Future Validity is the Missing Statistic: From Impossibility to $Φ$-Estimation for Grammar-Faithful Speculative Decoding
For practitioners using grammar-constrained generation with speculative decoding, this work identifies and corrects a previously unrecognized distribution mismatch, enabling faithful sampling.
The paper proves that speculative decoding with local mask access samples from a distribution with large total-variation gap (up to 0.996) from the intended grammar-conditional distribution, and introduces the future-validity function to correct this via a Doob transform. Their oracle decoder achieves exact sampling, while approximate methods reduce Dyck TV by 14% (OneStep) or 97% (exact DP) with minimal overhead.

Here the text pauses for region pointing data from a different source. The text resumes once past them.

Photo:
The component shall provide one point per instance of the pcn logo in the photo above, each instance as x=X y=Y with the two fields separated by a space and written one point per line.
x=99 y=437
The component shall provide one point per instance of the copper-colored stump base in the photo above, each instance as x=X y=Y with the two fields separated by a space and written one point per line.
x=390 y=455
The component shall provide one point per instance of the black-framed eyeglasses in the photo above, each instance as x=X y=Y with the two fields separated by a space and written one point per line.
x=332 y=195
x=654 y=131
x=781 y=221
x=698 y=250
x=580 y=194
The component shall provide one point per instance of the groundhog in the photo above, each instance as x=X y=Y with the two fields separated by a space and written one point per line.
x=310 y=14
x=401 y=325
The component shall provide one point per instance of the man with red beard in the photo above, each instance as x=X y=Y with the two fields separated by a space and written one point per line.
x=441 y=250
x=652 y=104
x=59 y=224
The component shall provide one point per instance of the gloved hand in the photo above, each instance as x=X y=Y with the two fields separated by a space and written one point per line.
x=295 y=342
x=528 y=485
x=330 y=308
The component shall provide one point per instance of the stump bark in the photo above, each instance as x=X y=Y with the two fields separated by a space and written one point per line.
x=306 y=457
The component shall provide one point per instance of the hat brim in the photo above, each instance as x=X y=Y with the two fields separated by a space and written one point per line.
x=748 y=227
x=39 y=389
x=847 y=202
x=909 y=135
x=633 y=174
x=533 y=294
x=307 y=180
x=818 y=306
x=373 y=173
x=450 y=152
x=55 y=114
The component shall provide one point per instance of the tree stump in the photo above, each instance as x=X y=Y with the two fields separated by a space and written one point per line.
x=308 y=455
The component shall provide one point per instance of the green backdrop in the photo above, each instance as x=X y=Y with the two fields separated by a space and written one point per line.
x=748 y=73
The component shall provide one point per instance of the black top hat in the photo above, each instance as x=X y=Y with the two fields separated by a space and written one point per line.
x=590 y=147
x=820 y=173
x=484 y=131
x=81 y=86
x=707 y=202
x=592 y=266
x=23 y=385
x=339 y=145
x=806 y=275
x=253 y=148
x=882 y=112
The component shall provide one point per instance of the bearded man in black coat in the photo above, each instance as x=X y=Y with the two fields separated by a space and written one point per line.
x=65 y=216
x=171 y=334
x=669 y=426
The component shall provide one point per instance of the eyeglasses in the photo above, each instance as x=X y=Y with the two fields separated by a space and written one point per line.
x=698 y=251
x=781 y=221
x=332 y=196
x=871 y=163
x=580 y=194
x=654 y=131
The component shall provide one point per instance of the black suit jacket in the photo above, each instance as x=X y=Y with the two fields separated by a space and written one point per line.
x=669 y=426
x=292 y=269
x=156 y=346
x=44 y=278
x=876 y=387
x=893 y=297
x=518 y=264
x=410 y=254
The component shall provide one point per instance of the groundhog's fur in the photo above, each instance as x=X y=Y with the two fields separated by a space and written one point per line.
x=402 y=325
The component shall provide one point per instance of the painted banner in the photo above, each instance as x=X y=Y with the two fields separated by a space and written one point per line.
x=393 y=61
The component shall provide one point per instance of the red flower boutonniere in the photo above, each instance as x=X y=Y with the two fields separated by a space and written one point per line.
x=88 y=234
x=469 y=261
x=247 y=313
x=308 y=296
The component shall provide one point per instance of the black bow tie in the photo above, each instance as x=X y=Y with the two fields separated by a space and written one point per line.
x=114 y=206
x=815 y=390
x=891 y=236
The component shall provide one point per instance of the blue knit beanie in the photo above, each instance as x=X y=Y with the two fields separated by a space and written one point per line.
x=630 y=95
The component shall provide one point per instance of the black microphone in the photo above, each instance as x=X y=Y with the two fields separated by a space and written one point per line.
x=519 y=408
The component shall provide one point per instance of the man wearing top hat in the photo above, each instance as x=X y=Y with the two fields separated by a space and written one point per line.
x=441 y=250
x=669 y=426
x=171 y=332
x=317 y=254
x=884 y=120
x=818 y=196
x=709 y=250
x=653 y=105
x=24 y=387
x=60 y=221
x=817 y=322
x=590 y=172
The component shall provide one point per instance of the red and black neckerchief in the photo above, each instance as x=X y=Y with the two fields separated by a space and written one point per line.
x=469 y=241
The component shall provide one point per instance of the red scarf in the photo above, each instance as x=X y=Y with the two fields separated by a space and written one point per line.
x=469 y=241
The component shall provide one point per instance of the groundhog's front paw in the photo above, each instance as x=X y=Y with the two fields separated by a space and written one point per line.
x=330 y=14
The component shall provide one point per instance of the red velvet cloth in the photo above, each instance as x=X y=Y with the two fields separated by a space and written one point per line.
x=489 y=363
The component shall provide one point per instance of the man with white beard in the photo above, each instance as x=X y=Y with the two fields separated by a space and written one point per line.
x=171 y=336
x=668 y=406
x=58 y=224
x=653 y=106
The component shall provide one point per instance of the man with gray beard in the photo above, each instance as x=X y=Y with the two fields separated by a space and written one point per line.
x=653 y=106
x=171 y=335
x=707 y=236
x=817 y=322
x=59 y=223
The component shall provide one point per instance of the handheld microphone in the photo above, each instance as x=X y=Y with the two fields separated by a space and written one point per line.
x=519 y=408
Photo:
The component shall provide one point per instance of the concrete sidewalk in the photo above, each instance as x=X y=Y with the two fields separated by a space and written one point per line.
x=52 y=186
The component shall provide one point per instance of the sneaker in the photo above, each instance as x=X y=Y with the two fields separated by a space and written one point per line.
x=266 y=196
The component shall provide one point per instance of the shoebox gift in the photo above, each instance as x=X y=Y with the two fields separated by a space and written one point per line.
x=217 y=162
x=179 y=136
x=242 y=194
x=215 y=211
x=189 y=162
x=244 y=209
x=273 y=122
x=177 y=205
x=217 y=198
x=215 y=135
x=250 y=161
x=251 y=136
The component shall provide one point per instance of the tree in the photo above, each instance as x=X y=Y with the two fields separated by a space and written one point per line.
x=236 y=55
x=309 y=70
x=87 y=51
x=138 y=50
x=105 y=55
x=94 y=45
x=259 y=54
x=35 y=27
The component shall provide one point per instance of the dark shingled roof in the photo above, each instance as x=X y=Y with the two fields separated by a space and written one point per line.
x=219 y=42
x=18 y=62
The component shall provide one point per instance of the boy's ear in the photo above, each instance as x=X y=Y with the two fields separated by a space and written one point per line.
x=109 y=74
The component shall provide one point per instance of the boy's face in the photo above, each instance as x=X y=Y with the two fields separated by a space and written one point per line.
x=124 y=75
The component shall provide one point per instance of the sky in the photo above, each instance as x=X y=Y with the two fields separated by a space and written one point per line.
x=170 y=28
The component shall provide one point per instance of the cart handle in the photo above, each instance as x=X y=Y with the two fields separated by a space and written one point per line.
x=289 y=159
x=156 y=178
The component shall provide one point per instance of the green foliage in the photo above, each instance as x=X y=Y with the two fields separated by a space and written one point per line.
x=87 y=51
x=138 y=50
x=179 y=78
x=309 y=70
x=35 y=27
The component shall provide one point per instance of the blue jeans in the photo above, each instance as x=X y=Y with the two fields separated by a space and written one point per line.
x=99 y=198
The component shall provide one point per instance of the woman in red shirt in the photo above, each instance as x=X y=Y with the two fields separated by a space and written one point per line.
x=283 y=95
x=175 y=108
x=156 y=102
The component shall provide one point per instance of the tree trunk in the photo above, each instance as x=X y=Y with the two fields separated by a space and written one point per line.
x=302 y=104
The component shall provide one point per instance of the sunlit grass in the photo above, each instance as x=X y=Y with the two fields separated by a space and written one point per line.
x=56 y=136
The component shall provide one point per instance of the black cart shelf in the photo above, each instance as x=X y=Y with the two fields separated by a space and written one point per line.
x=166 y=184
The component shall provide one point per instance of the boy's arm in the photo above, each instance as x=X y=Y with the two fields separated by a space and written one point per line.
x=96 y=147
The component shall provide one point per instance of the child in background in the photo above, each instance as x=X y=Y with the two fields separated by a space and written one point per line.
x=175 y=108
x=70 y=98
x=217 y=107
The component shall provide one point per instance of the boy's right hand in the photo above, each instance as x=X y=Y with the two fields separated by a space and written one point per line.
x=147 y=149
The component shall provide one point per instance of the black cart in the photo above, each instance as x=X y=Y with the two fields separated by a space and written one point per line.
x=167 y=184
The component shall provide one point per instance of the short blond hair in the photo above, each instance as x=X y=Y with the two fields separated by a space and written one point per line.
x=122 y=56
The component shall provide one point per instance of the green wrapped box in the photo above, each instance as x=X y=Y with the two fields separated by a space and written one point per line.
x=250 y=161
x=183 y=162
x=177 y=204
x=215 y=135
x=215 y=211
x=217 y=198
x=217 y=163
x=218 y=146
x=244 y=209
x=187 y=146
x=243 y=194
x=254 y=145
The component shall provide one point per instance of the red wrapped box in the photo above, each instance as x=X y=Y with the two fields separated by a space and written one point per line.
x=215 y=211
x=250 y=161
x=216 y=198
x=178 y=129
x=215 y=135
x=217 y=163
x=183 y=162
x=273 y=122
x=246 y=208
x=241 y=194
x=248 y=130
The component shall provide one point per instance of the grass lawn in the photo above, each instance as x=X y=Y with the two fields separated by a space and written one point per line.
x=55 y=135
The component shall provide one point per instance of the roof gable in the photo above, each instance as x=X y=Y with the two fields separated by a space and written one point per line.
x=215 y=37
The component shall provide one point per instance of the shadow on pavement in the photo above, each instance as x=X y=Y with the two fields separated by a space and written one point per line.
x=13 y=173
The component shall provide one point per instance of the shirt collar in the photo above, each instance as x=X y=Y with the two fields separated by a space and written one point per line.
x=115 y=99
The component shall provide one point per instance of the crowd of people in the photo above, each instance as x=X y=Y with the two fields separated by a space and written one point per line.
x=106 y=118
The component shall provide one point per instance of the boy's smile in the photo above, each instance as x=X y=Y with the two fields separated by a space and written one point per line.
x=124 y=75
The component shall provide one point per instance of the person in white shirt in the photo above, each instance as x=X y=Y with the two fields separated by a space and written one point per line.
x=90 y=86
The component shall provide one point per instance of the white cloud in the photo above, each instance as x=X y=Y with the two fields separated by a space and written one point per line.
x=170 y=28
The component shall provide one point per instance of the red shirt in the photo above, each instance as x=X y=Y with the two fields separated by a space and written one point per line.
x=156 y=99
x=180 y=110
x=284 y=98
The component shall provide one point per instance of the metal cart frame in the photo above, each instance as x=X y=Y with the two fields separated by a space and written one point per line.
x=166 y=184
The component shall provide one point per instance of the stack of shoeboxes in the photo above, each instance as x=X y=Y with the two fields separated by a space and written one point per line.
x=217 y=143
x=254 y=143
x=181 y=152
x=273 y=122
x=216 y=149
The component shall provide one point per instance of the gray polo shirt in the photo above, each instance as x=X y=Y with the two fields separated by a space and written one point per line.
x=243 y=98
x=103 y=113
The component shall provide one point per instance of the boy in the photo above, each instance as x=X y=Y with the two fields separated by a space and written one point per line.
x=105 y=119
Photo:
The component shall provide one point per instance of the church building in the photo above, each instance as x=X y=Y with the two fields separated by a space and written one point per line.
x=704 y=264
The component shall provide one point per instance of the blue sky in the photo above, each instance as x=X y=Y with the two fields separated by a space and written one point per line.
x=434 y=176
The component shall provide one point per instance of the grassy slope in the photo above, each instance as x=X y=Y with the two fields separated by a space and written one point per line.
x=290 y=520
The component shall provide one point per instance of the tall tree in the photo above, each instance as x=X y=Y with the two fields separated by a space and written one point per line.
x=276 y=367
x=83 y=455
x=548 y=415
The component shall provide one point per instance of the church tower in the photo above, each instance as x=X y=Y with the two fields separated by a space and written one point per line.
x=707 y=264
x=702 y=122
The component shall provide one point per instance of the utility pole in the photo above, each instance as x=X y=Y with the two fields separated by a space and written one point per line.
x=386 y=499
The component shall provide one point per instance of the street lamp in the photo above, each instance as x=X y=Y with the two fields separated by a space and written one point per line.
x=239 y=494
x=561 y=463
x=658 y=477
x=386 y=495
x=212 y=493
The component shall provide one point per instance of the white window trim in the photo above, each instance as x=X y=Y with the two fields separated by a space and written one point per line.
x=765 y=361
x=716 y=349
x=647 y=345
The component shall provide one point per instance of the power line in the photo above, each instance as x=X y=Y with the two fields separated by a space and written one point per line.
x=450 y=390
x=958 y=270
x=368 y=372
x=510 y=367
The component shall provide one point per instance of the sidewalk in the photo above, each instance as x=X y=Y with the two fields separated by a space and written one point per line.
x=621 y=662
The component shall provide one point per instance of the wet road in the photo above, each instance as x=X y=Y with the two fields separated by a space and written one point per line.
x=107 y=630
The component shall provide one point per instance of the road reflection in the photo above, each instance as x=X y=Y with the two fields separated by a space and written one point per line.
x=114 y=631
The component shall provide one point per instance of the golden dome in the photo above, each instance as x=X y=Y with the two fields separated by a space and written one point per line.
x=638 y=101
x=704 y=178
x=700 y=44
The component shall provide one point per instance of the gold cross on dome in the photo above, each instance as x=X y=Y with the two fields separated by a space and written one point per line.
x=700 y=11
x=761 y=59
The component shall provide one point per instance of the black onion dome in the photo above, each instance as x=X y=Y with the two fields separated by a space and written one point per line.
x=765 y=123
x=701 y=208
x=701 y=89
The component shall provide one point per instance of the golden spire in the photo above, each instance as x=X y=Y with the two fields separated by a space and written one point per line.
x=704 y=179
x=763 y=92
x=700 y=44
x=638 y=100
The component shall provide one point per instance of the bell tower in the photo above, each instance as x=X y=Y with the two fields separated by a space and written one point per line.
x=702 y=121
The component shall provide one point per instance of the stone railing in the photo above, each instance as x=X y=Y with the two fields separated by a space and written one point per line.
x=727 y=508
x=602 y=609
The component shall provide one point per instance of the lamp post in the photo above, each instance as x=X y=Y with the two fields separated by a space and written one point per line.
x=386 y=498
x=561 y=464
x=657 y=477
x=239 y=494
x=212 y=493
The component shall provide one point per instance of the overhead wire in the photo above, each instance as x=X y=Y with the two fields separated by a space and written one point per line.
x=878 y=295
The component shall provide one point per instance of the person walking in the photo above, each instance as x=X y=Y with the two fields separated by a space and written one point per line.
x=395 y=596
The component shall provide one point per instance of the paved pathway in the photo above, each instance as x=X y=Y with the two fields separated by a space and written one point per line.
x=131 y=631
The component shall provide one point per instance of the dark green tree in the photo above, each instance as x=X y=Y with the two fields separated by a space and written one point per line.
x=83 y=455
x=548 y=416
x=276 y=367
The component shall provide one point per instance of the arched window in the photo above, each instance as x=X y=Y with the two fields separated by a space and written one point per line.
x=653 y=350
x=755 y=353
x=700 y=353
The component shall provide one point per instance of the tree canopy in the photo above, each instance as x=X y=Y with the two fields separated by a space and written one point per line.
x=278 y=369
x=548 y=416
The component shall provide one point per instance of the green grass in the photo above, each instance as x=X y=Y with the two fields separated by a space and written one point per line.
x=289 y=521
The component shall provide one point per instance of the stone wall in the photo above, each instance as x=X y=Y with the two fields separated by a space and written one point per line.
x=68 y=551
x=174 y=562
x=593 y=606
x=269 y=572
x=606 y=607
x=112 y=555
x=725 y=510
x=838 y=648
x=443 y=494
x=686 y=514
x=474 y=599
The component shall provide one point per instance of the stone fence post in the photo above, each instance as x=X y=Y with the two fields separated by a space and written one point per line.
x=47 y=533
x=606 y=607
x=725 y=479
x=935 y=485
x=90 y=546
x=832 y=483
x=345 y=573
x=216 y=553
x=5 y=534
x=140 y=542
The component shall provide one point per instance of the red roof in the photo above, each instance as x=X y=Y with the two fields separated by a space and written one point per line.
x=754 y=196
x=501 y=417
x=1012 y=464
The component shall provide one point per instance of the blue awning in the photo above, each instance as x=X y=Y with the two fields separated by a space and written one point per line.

Grammar-constrained generation is often combined with local vocabulary masking and speculative decoding, but the resulting sampling law is not the grammar-conditional distribution users usually intend. We show that any speculative decoder with local mask access, Leviathan rejection, and rollback soundness samples from the locally projected distribution $μ^{\mathrm{proj}}$ rather than the grammar-conditional distribution $μ^\star$. This extends the GAD impossibility result to speculative decoding; on Dyck grammars with Qwen3-8B, the total-variation gap can reach 0.996. We identify the future-validity function $Φ_t(y)=\Pr_p[\mathrm{valid\ completion}\mid y]$ as the missing correction statistic. The target distribution is a Doob transform of the base model with $h=Φ$, while local masking corresponds to setting $h$ to one. With exact $Φ$, our oracle decoder FVO-Spec samples exactly from $μ^\star$; with approximate $Φ$, we bound the resulting total-variation error. Because exact future validity is hard for general context-free grammars, we evaluate estimator hierarchies on tractable Dyck and finite JSON languages. OneStep reduces Dyck TV by 14% with under 1% throughput overhead, exact dynamic programming reduces it by 97%, and finite-language correction closes JSON gaps to numerical precision. All fidelity claims are scoped to enumerable grammars and token tries.